Re-reading long after I left the age…………………
I read ‘Catcher’ for the first time when I was in my teens, and believe I may have read it again around 5 years later. It seemed interesting to try in again long after that time when the rapid hormonal changes are putting you through extreme autonomic nervous system hyper-arousal – fight, flight, dissociation and ‘whatever’ freeze
And what a very different (though enormously enjoyable) experience it has been, leading me to reflect much more on the writing than I ever did. When I read it, it was long before it was deemed necessary to get teens into reading by ‘books aimed at teenagers’ We were reading classics in school, dealing with adult themes, and expected to read them in an adult and sophisticated way (admittedly, my education was geared towards pushing us all into academia, so we were expected to pull ourselves upwards from an initial place of interest and enthusiasm)
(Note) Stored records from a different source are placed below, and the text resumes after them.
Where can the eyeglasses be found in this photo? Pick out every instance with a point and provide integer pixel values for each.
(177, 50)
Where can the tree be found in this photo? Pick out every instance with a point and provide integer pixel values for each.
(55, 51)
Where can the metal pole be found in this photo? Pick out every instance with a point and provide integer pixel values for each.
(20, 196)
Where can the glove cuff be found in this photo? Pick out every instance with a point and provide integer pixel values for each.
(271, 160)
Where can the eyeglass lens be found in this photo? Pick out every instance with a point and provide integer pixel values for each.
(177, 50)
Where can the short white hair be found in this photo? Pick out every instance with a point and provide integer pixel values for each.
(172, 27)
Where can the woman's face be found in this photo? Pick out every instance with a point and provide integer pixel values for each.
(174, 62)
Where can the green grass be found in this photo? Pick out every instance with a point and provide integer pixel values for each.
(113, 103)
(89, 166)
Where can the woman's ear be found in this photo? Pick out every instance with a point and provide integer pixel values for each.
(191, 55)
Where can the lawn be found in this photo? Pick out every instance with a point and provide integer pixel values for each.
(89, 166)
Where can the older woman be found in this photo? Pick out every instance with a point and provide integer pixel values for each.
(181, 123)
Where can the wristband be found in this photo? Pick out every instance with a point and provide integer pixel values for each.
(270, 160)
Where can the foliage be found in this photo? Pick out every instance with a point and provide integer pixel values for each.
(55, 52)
Now, I gather that because this is about a teenager, written first person, it is deemed to be fit to ‘encourage’ reluctant readers – I think it’s absolutely the wrong book to be forced to approach in a lit-crit way, at the time when your relationship with it might be purely emotional identification – or, it might be too uncomfortable to observe, up close and personal your own psychology when in the middle of it. Not to mention the fact that some of the language will feel very dated – I wonder how books written by adults with a teen narrator will fare in 50 odd years’ time (Catcher was published originally in 1945. And, no, that’s not when I first read it!) I suspect the endless like, like, whatever dialogue – if the author really attempts to pin down current youth buzz-speak, will make for throw-the-book-against-the-wall annoyance. Salinger is pretty sparing of his I assume 1945 young-slang but I suspect it might distance a teen reader, as it will make it feel dated.
I think in many ways it is an ‘emotion recollected in tranquillity’ read, and far more interesting for an (ahem) mature reader. I really appreciated this time round, Salinger’s skill.
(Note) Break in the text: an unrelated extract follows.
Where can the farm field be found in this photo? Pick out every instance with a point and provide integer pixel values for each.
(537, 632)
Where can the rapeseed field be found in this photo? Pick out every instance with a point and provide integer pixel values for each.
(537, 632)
Firstly, that first-person narrative. Perhaps of late this has been overdone. I know a lot of readers dislike it intensely and find it false. When appropriate (like any stylistic choice) it works brilliantly. And this is, for sure, appropriate. Had Salinger decided on the narrator as third person god approach, the wonderful mismatch between the dismissive ‘whatever’ thoughts of Holden Caulfield and his tenderness, how much vulnerability of any kind ‘kills’ him, be it impoverished nuns with straw baskets or what happens to the ducks in Central Park in the winter. The swiftness of his movement from prickliness to vulnerability and compassion and back again is beautifully done, and very truthful.
In many ways, for those unfamiliar with the book, not a lot (externally) happens. Intelligent, sensitive, prickly-as-a-succulent-cactus Holden Caulfield, second son of an eccentric, gifted, clearly damaged, family. The third child died young, of leukaemia, before the start of the novel, and the shock-waves have hit everyone hard. Holden himself is at that stage where he is most unforgiving of everyone around him BECAUSE he is so vulnerable to their vulnerabilities – prickle is a defence against pain. He has just been expelled from his latest expensive school. He is a youngster with an attitude, self-destructive, wasting of his talents without being able to see quite why that might matter. The ‘story’ of the book is the three or four days between the expulsion and when his family would expect him home for the normal term end. Holden is looking back at that period, from a time some months in the near future, and he is telling his story possibly to us, but maybe to someone else – who that might be is suggested, quite early on.
He does his best to put his listener or his reader off wanting to know more, but, as he is both wittingly and unwittingly quirky and amusing, no doubt the reader, or the listener, will stay involved for the ride
If you really want to hear about it, the first thing you’ll probably want to know is where I was born, and what my lousy childhood was like, and how my parents were occupied and all before they had me, and all that David Copperfield kind of crap, but I don’t feel like going into it, if you want to know the truth. In the first place that stuff bores me, and in the second place, my parents would have about two hemorrhages apiece if I told anything pretty personal about them. They’re quite touchy about anything like that, especially my father. They’re nice and all – I’m not saying that – but they’re also as touchy as hell.
The push-away, draw-in, sullen whateverness of this complex teen – not to mention teen-age itself makes for a read which is moving, funny – and deservedly has become an iconic book. Probably as much for those looking back through the mists of time feeling relief they are far away from its giddy heights and treacherous plummets.